Now we’ll sling some watered down acrylic on there because we’ve been sort of interested by that for ages and we may as well try it on our new clean slate.

So anyway, where was I going with this…. ah yes, stuff. So you do the work and the stuff comes up, which is great because who wants to hold onto old crap that doesn’t serve you and is hindering you from becoming and offering your best self to the world? The stuff coming up is not fun, exactly, but each time you deal with the latest thing, it’s gone, you’re done and you’ve gone up a level, even if sometimes it feels like you’ve actually fallen down a hole and you can’t see where the bloody hell you are let alone where you’re going.

Uh oh, a hole. The painting looks like a three year old did it, with three year old style primary colours. It’s all just a bit not right. The splattering was fun though.

In my mind the work looks like one of those graphs that heart monitors make, just a lot less regular. There’s up, there’s down, and there’s the bit I probably find the most challenging, the plateau. My teacher laughs at me when I’m plateauing because my ego has a field day and I get very stroppy and impatient with myself for my perceived lack of progress.

ick. I love colour but not primaries like this. What is Ugly Phase to me may not look ugly to you but I am SO uncomfortable right now.

It’s usually when I don’t think I can bear it much longer that something happens. Generally a big downer. So we look at it and we see what’s uncomfortable and we clean up.

with white gesso, which we also can scribble into with the end of the brush.

We ‘put things in place’. God is in the details after all.

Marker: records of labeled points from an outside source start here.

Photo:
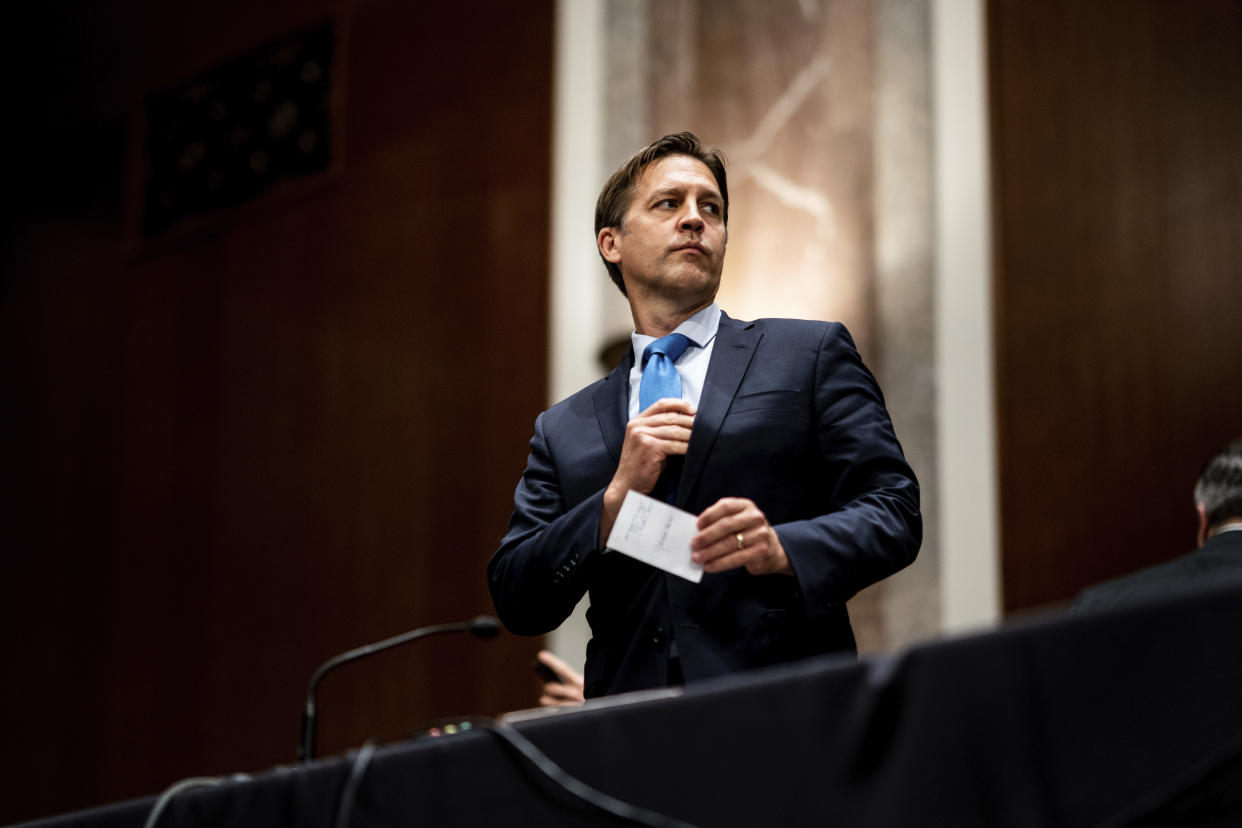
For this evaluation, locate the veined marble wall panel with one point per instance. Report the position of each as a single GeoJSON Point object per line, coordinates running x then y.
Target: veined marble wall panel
{"type": "Point", "coordinates": [822, 111]}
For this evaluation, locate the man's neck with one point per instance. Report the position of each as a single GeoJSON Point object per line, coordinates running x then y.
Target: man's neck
{"type": "Point", "coordinates": [660, 319]}
{"type": "Point", "coordinates": [1232, 524]}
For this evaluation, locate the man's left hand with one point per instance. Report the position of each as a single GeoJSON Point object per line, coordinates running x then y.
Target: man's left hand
{"type": "Point", "coordinates": [733, 533]}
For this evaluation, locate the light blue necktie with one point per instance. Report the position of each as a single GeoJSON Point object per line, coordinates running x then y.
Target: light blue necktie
{"type": "Point", "coordinates": [660, 376]}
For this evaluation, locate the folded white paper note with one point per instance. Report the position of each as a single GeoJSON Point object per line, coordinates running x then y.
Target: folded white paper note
{"type": "Point", "coordinates": [656, 533]}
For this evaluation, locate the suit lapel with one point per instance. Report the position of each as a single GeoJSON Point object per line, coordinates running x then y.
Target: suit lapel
{"type": "Point", "coordinates": [735, 343]}
{"type": "Point", "coordinates": [612, 405]}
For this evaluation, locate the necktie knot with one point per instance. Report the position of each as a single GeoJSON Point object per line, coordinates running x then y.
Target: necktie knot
{"type": "Point", "coordinates": [660, 378]}
{"type": "Point", "coordinates": [672, 346]}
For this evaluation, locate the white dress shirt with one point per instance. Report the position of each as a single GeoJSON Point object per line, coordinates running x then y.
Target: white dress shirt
{"type": "Point", "coordinates": [692, 366]}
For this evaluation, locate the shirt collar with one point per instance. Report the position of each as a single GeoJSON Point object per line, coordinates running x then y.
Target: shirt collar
{"type": "Point", "coordinates": [699, 329]}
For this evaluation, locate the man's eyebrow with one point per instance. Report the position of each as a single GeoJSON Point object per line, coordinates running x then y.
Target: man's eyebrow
{"type": "Point", "coordinates": [678, 190]}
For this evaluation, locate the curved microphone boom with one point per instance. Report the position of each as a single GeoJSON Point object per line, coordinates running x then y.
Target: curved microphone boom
{"type": "Point", "coordinates": [481, 627]}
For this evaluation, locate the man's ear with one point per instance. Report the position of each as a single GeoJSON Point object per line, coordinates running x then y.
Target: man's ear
{"type": "Point", "coordinates": [609, 241]}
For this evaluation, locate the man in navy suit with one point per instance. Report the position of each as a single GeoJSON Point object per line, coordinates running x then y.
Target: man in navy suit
{"type": "Point", "coordinates": [779, 442]}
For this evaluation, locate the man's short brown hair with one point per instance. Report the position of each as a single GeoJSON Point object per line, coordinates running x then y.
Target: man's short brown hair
{"type": "Point", "coordinates": [615, 198]}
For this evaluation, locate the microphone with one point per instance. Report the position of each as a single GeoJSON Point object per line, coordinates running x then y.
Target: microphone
{"type": "Point", "coordinates": [483, 627]}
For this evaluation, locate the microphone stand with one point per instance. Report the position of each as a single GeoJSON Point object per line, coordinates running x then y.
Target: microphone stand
{"type": "Point", "coordinates": [481, 627]}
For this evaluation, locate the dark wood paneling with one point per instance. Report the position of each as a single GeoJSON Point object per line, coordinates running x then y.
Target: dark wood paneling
{"type": "Point", "coordinates": [1118, 217]}
{"type": "Point", "coordinates": [281, 433]}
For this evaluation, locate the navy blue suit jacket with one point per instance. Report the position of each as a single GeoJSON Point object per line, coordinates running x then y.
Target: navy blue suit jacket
{"type": "Point", "coordinates": [789, 417]}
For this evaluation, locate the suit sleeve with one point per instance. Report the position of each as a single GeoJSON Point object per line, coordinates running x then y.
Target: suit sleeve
{"type": "Point", "coordinates": [871, 525]}
{"type": "Point", "coordinates": [540, 571]}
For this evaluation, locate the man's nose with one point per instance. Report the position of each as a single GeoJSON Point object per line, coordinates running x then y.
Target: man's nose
{"type": "Point", "coordinates": [692, 220]}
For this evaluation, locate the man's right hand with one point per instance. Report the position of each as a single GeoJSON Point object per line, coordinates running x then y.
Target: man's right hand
{"type": "Point", "coordinates": [655, 435]}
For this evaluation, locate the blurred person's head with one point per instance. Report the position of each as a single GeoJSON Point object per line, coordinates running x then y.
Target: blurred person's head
{"type": "Point", "coordinates": [1219, 492]}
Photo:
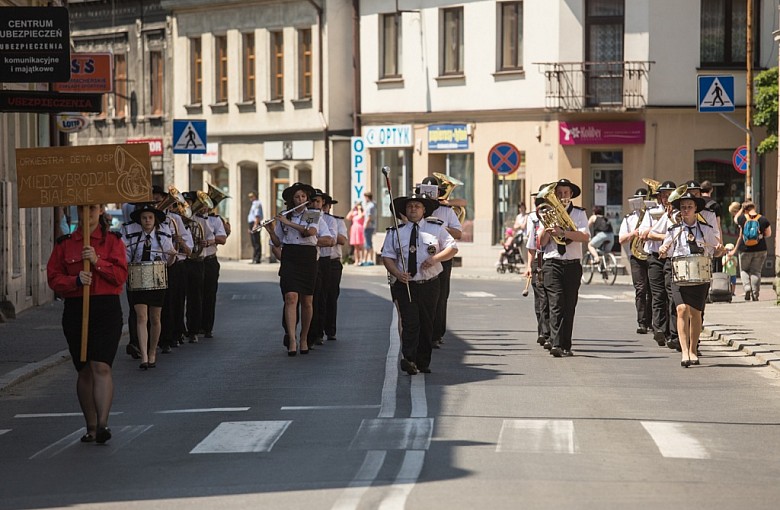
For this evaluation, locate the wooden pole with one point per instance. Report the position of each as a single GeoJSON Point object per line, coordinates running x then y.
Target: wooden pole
{"type": "Point", "coordinates": [87, 231]}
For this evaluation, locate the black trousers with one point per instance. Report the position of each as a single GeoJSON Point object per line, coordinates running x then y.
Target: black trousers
{"type": "Point", "coordinates": [440, 320]}
{"type": "Point", "coordinates": [660, 295]}
{"type": "Point", "coordinates": [194, 270]}
{"type": "Point", "coordinates": [642, 294]}
{"type": "Point", "coordinates": [541, 307]}
{"type": "Point", "coordinates": [562, 285]}
{"type": "Point", "coordinates": [257, 245]}
{"type": "Point", "coordinates": [417, 318]}
{"type": "Point", "coordinates": [173, 310]}
{"type": "Point", "coordinates": [317, 326]}
{"type": "Point", "coordinates": [210, 286]}
{"type": "Point", "coordinates": [332, 297]}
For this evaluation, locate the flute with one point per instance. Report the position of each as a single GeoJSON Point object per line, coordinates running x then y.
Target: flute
{"type": "Point", "coordinates": [271, 220]}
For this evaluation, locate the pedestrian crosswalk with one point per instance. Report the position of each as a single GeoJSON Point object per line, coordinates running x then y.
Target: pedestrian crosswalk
{"type": "Point", "coordinates": [675, 440]}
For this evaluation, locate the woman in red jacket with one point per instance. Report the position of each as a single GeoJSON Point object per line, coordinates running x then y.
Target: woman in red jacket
{"type": "Point", "coordinates": [106, 279]}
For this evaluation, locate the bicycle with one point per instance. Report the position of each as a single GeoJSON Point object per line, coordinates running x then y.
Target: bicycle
{"type": "Point", "coordinates": [607, 267]}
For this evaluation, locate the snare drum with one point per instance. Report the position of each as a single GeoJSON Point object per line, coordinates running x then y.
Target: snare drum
{"type": "Point", "coordinates": [151, 275]}
{"type": "Point", "coordinates": [692, 269]}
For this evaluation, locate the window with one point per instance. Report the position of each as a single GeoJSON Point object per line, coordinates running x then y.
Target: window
{"type": "Point", "coordinates": [120, 85]}
{"type": "Point", "coordinates": [156, 82]}
{"type": "Point", "coordinates": [249, 67]}
{"type": "Point", "coordinates": [390, 58]}
{"type": "Point", "coordinates": [220, 69]}
{"type": "Point", "coordinates": [196, 72]}
{"type": "Point", "coordinates": [452, 42]}
{"type": "Point", "coordinates": [304, 64]}
{"type": "Point", "coordinates": [724, 33]}
{"type": "Point", "coordinates": [277, 66]}
{"type": "Point", "coordinates": [511, 44]}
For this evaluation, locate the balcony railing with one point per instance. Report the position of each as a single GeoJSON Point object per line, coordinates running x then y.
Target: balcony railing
{"type": "Point", "coordinates": [580, 86]}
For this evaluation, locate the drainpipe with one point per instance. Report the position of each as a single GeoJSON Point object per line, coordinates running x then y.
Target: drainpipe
{"type": "Point", "coordinates": [321, 93]}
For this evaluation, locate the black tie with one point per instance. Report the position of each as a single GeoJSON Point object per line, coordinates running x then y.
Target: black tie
{"type": "Point", "coordinates": [413, 251]}
{"type": "Point", "coordinates": [147, 253]}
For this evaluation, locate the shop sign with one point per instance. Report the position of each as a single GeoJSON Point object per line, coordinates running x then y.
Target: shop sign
{"type": "Point", "coordinates": [34, 44]}
{"type": "Point", "coordinates": [602, 133]}
{"type": "Point", "coordinates": [378, 137]}
{"type": "Point", "coordinates": [155, 145]}
{"type": "Point", "coordinates": [448, 137]}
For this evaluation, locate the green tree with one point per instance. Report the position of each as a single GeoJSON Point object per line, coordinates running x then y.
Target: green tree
{"type": "Point", "coordinates": [766, 108]}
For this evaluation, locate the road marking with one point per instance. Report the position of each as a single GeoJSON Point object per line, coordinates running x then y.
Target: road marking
{"type": "Point", "coordinates": [393, 434]}
{"type": "Point", "coordinates": [673, 442]}
{"type": "Point", "coordinates": [328, 408]}
{"type": "Point", "coordinates": [532, 436]}
{"type": "Point", "coordinates": [55, 415]}
{"type": "Point", "coordinates": [351, 496]}
{"type": "Point", "coordinates": [404, 481]}
{"type": "Point", "coordinates": [206, 410]}
{"type": "Point", "coordinates": [242, 437]}
{"type": "Point", "coordinates": [478, 294]}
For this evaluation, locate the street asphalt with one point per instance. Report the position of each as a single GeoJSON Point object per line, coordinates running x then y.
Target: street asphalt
{"type": "Point", "coordinates": [33, 342]}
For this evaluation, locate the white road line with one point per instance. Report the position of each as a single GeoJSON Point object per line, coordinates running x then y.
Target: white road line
{"type": "Point", "coordinates": [55, 415]}
{"type": "Point", "coordinates": [328, 408]}
{"type": "Point", "coordinates": [405, 481]}
{"type": "Point", "coordinates": [242, 437]}
{"type": "Point", "coordinates": [674, 442]}
{"type": "Point", "coordinates": [532, 436]}
{"type": "Point", "coordinates": [351, 496]}
{"type": "Point", "coordinates": [478, 294]}
{"type": "Point", "coordinates": [205, 410]}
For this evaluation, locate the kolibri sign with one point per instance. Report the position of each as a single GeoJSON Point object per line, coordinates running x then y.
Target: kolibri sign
{"type": "Point", "coordinates": [94, 174]}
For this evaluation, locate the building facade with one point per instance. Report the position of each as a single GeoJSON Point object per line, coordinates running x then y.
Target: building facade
{"type": "Point", "coordinates": [274, 82]}
{"type": "Point", "coordinates": [601, 92]}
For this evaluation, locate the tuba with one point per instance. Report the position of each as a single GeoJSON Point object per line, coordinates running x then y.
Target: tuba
{"type": "Point", "coordinates": [552, 213]}
{"type": "Point", "coordinates": [448, 184]}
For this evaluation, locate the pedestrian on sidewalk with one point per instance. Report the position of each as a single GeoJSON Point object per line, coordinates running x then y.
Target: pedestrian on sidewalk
{"type": "Point", "coordinates": [106, 279]}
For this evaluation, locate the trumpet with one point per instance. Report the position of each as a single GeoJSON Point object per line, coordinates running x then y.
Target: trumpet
{"type": "Point", "coordinates": [264, 223]}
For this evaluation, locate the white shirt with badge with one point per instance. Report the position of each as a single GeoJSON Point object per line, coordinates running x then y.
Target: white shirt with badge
{"type": "Point", "coordinates": [432, 238]}
{"type": "Point", "coordinates": [573, 249]}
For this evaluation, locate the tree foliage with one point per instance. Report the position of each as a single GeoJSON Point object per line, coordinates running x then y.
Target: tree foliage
{"type": "Point", "coordinates": [766, 108]}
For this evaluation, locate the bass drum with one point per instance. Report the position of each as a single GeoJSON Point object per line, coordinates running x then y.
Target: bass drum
{"type": "Point", "coordinates": [152, 275]}
{"type": "Point", "coordinates": [690, 270]}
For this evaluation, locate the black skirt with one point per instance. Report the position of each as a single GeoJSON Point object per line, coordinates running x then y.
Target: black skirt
{"type": "Point", "coordinates": [298, 272]}
{"type": "Point", "coordinates": [694, 296]}
{"type": "Point", "coordinates": [105, 328]}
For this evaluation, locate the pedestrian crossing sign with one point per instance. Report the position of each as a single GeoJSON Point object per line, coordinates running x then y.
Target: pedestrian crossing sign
{"type": "Point", "coordinates": [189, 136]}
{"type": "Point", "coordinates": [716, 93]}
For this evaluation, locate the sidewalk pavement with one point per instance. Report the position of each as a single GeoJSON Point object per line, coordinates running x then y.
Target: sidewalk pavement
{"type": "Point", "coordinates": [33, 342]}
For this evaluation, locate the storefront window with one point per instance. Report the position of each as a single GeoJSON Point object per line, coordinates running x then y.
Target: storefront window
{"type": "Point", "coordinates": [399, 161]}
{"type": "Point", "coordinates": [461, 167]}
{"type": "Point", "coordinates": [728, 185]}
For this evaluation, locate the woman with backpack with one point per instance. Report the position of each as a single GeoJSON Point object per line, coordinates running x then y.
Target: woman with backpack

We must master the ordinary before we can do the big stuff. (Although apparently everything is the same size but that’s another story.) There’ll be some affirmations and some healing, a lot of talking and smoothing out of kinks.

a truncated quote from Proust about how the real voyage of discovery is not about seeking new landscapes but having new eyes.

You can always try new things.

like adding some nickel azo gold to dirty it up a bit.

some oil pastels


in colours you would never normally use together.

You just keep going, one foot in front of the other, and the picture starts to come into focus, like when you twist the lens on a camera.

And even though it looks nothing like you thought it might, it feels good, there’s a sensation of having worked through something and come out the other side. And it’s a long way up from where you started.